Absence of p53: No Effect in a Transgenic Mouse Model of Familial Amyotrophic Lateral Sclerosis

Familial amyotrophic lateral sclerosis (ALS) has been linked in some families to dominantly inherited mutations in the gene encoding copper–zinc superoxide dismutase 1 (Cu-Zn SOD1). Transgenic mice expressing a mutant human Cu-Zn SOD1 (G93A) develop a dominantly inherited adult-onset paralytic disorder that replicates many of the clinical and pathological features of familial ALS. Increased p53 immunoreactivity has been reported in the motor cortex and spinal ventral horns of postmortem tissue from ALS patients. The nuclear phosphoprotein p53 is an important regulator of cellular proliferation, and increasing evidence supports the role of p53 in regulating cellular apoptosis.
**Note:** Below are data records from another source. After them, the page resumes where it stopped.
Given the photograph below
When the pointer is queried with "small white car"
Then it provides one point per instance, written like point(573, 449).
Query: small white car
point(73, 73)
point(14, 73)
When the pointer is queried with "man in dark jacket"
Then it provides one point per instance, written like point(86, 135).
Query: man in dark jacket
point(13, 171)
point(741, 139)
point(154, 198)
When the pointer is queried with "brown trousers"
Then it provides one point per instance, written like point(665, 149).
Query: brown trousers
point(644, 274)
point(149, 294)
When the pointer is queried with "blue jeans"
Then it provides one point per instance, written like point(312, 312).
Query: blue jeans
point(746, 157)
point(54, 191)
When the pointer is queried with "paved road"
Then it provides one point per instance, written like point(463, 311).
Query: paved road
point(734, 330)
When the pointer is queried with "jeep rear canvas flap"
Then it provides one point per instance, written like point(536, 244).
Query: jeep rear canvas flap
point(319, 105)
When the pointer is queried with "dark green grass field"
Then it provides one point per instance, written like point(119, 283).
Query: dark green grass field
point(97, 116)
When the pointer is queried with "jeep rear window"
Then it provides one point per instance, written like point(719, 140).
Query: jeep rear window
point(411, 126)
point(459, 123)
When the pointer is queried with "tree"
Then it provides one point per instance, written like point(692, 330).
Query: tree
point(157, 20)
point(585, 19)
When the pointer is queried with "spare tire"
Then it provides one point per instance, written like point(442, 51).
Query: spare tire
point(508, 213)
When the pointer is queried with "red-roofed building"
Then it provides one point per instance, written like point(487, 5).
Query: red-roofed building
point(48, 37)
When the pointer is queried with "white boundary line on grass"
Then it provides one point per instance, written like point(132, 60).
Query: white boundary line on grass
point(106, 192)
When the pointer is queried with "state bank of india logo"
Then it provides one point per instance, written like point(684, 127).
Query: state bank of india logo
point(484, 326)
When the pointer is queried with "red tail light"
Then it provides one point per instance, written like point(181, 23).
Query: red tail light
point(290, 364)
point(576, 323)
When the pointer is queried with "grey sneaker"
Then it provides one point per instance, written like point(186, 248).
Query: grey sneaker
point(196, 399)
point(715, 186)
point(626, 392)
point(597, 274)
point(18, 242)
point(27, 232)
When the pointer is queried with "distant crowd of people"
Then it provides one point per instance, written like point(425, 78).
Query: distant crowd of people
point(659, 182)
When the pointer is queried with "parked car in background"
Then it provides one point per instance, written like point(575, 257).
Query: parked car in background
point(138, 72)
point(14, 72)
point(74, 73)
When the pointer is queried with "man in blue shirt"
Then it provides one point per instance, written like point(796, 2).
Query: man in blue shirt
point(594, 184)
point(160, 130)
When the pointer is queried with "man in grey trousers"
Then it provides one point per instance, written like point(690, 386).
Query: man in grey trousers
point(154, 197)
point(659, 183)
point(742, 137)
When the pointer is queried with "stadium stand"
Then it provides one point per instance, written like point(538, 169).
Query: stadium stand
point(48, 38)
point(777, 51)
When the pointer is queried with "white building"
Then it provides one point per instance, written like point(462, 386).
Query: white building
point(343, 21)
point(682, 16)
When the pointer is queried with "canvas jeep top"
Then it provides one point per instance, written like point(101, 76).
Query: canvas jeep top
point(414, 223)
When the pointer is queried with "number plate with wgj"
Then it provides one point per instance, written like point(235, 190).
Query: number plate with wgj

To assess the role of p53-mediated apoptosis in amyotrophic lateral sclerosis, mice deficient in both p53 alleles (p53−/−) were crossed with transgenic mice expressing the G93A mutant (G93A+), creating novel transgenic knockout mice. The animals (p53 +/+G93A+, p53+/−G93A+, p53−/−G93A+) were examined at regular intervals for cage activity, upper and lower extremity strength, and mortality. At 120 days from birth mice from each genotype were sacrificed, and L2–L3 anterior horn motor neurons were counted. There was no significant difference in time to onset of behavioral decline, mortality, or motor neuron degeneration between the different genotypes. Despite evidence that p53 plays an important role after acute neuronal injury, the current study suggests that p53 is not significantly involved in cell death in the G93A+ transgenic mouse model of familial ALS.